RIKUZEN-TAKATA, Japan | Dust swirls across the wasteland where Naoki Suzuki goes every day to gaze at the empty space of his home, where his wife tried to ride out last month’s tsunami.
A burly truck driver, Mr. Suzuki can’t stop crying as he stands in the middle of a city where all but 20 buildings were pulverized and scattered amid a setting framed by hills of bamboo, pine and cedar.
As Tokyo and other parts of Japan try to resume normal work schedules, many in the northeast only now are beginning to grasp the full scale of the disaster.
Rikuzen-Takata, which Prime Minister Naoto Kan visited over the weekend, still looks like Hiroshima after the atomic bombing in 1945.
In terms of force and height, the March 11 tsunami was perhaps the greatest in Japanese history: Researchers from the University of Tokyo on Sunday said they found lumber from a port discarded on a hillside about 120 feet above sea level in Miyako, in the Iwate province.
Along a coastal highway in Iwate, the tsunami collapsed concrete seawalls and tossed seaside homes deep into hillside ravines.
Unlike other disaster areas where untouched high ground has become hubs for local aid efforts, the devastation of Rikuzen-Takata spreads far beyond the city of 25,000 and into the river valley — even to the old farmhouse of Mr.

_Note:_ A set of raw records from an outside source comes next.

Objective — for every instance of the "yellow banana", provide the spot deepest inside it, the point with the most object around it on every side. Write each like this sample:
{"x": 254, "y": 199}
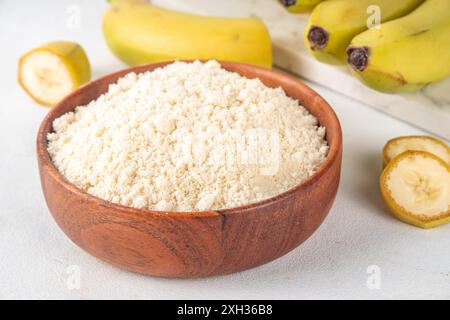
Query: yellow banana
{"x": 334, "y": 23}
{"x": 405, "y": 54}
{"x": 299, "y": 6}
{"x": 51, "y": 71}
{"x": 416, "y": 187}
{"x": 139, "y": 32}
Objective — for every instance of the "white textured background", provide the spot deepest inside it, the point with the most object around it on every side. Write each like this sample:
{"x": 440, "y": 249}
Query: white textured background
{"x": 35, "y": 256}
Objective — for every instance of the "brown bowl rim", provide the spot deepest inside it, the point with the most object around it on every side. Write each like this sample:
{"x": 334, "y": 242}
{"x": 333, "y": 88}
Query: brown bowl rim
{"x": 47, "y": 163}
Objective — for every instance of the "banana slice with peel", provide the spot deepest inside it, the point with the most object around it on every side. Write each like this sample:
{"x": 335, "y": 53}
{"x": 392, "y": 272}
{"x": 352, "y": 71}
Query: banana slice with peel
{"x": 416, "y": 187}
{"x": 49, "y": 72}
{"x": 396, "y": 146}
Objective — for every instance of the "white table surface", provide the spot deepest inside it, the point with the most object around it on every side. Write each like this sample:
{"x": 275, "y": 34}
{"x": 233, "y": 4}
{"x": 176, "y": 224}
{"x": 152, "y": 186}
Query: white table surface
{"x": 37, "y": 260}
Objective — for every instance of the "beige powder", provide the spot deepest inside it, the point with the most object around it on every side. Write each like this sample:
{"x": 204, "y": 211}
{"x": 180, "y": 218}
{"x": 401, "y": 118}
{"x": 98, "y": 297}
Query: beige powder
{"x": 187, "y": 137}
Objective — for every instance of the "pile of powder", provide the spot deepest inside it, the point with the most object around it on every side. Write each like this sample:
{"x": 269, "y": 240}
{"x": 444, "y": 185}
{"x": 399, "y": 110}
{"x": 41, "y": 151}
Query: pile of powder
{"x": 187, "y": 137}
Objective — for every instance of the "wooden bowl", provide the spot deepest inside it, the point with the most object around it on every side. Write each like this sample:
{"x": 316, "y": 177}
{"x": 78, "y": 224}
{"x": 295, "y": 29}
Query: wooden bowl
{"x": 193, "y": 244}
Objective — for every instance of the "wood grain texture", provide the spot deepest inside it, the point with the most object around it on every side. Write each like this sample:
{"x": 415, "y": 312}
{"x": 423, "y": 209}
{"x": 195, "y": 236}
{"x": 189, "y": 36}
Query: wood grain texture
{"x": 187, "y": 244}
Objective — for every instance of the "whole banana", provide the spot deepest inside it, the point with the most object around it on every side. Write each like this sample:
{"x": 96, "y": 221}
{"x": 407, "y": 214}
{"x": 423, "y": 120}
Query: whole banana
{"x": 334, "y": 23}
{"x": 138, "y": 32}
{"x": 405, "y": 54}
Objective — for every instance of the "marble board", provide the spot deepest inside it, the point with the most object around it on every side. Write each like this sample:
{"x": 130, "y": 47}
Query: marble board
{"x": 428, "y": 109}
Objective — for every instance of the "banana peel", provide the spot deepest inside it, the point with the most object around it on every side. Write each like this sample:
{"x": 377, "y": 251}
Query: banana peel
{"x": 51, "y": 71}
{"x": 416, "y": 188}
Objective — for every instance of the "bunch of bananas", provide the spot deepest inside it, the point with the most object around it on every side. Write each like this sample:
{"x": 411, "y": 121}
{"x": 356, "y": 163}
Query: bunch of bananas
{"x": 408, "y": 50}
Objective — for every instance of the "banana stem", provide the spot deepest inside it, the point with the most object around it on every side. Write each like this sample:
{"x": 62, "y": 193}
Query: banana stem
{"x": 358, "y": 57}
{"x": 318, "y": 37}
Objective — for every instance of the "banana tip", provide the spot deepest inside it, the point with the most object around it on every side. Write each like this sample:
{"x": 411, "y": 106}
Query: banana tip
{"x": 288, "y": 3}
{"x": 358, "y": 57}
{"x": 318, "y": 37}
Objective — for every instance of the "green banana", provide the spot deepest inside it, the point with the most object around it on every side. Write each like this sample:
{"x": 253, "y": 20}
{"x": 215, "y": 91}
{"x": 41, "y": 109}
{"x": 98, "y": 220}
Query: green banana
{"x": 138, "y": 32}
{"x": 299, "y": 6}
{"x": 334, "y": 23}
{"x": 405, "y": 54}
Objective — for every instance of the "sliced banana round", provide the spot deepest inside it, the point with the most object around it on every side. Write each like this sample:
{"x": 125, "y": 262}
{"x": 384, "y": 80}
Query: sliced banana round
{"x": 416, "y": 187}
{"x": 50, "y": 72}
{"x": 396, "y": 146}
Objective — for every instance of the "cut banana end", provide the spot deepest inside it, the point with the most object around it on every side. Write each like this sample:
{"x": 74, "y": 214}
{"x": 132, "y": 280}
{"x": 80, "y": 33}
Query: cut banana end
{"x": 50, "y": 72}
{"x": 416, "y": 187}
{"x": 399, "y": 145}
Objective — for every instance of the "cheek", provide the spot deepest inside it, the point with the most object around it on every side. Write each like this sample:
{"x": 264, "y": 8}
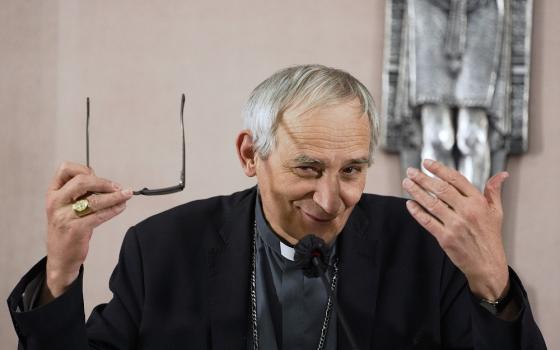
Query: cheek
{"x": 351, "y": 193}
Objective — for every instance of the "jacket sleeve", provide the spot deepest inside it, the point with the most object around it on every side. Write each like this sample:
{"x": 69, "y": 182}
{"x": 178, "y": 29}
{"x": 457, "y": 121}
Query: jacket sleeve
{"x": 61, "y": 324}
{"x": 467, "y": 325}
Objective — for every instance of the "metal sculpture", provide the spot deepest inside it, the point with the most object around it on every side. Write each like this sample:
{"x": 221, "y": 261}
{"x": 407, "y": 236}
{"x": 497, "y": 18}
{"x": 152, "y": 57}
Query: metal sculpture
{"x": 456, "y": 82}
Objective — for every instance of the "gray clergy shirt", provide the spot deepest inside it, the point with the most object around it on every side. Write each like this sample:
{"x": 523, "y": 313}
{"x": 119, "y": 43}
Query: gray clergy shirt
{"x": 290, "y": 307}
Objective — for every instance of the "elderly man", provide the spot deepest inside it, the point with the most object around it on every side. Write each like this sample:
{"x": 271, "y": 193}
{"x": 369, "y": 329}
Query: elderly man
{"x": 220, "y": 273}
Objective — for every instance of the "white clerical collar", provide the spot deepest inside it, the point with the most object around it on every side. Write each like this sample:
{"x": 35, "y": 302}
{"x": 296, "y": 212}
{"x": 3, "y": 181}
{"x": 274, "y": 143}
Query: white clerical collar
{"x": 287, "y": 251}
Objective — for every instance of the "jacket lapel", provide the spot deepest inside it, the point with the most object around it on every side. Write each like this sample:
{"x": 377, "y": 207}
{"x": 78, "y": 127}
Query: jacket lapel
{"x": 229, "y": 261}
{"x": 359, "y": 277}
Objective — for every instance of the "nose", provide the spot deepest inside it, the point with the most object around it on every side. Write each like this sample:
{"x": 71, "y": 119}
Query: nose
{"x": 327, "y": 195}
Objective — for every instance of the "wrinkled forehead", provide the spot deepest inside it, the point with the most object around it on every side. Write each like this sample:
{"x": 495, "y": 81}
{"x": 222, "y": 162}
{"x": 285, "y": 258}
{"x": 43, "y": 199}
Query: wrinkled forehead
{"x": 333, "y": 127}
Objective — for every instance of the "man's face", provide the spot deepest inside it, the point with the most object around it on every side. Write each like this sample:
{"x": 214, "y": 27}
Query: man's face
{"x": 316, "y": 174}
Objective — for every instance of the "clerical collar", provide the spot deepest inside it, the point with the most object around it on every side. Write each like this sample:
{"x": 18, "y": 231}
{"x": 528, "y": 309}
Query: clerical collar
{"x": 271, "y": 238}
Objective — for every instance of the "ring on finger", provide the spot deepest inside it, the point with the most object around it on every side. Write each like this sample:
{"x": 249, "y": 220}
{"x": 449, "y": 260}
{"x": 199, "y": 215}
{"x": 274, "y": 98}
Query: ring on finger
{"x": 81, "y": 207}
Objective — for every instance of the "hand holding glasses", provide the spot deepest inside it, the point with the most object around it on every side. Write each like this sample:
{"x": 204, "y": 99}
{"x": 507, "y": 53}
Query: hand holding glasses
{"x": 146, "y": 191}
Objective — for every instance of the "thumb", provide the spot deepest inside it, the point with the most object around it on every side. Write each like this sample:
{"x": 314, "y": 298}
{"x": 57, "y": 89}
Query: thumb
{"x": 493, "y": 188}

Suzuki’s parents in the town of Yahagi.
For centuries, the Suzukis and other farmers of Yahagi thought they were safe from the sea, more than five miles away beyond mountains that shielded their crops from sea salt, wind storms and tsunamis that battered the coast.
On March 11, five miles wasn’t enough.
In a span of about six minutes, a deluge uprooted seaside red pines and carried them over four-story shopping centers and apartment complexes.
Spilling into the Kesen River, the tsunami knocked over bridges and railways, then snaked around the mountains into the rice paddies in Yahagi, where it dropped the pines beside poems carved in ancient stones.
Surging uphill, the tsunami rushed all the way up to the Suzukis’ garden, drowning winter crops of cabbages and broccoli, ripping apart greenhouses, and soiling the inside of their traditional farmhouse.
“We never thought we were living near the sea,” said Mr. Suzuki’s mother, Etsuko. “This was unimaginable.”
Like a mad serpent, it thrashed against a wall of concrete blocks. But there, at the Suzukis’ house, it turned around.
Astonished, Etsuko Suzuki watched it retreat down the valley, around the mountains and eventually into the ocean, depositing vehicles and homes along the way — taking thousands of people with it.
Mr. Suzuki hurried back to Rikuzen-Takata from Morioka to search for his wife, Kazue, a gas station attendant. Since the magnitude 9.0 earthquake didn’t damage their house, she thought she could ride out the tsunami on the second floor of their home.
“The earthquake knocked out mobile phone coverage, but she could still send me emails,” he said. “Nobody expected the wall of water would rise [30 feet] over their heads.”
For the first week, Mr. Suzuki couldn’t even reach his home until soldiers, using GPS coordinates and educated guesses, pushed aside debris just enough to clear a few streets for emergency vehicles.
For two weeks, he searched the entire tsunami zone from the sea to the river valley looking for any sign of his wife or their white Honda. “I wanted to find anything, just one thing to remind me of our previous life. The tsunami took away everything. I only wanted one thing,” he said.
On April 2, the day of the prime minister’s quick visit to the disaster zone, Mr. Suzuki found the family car in the debris across the street from an obliterated bank, where police stood around a safe of cash.
The car was full of sand, water and broken glass. Kazue’s mobile phone was gone.
But he did find her little blue Disney mascot, still hanging from the dashboard. He wrung it out and put it on the passenger seat of his Jeep, where Kazue would normally sit, and took it to his mother’s house in Yahagi to dry it.
Remembering something, he went back to see the car one last time and unscrewed the license plate as a keepsake.
“I’m lucky to be in the trucking business,” he said, his eyes puffy red. “It’s easier for me to move. I’m used to living on the road anyways, and that’s where I’m going to be for a long time to come.”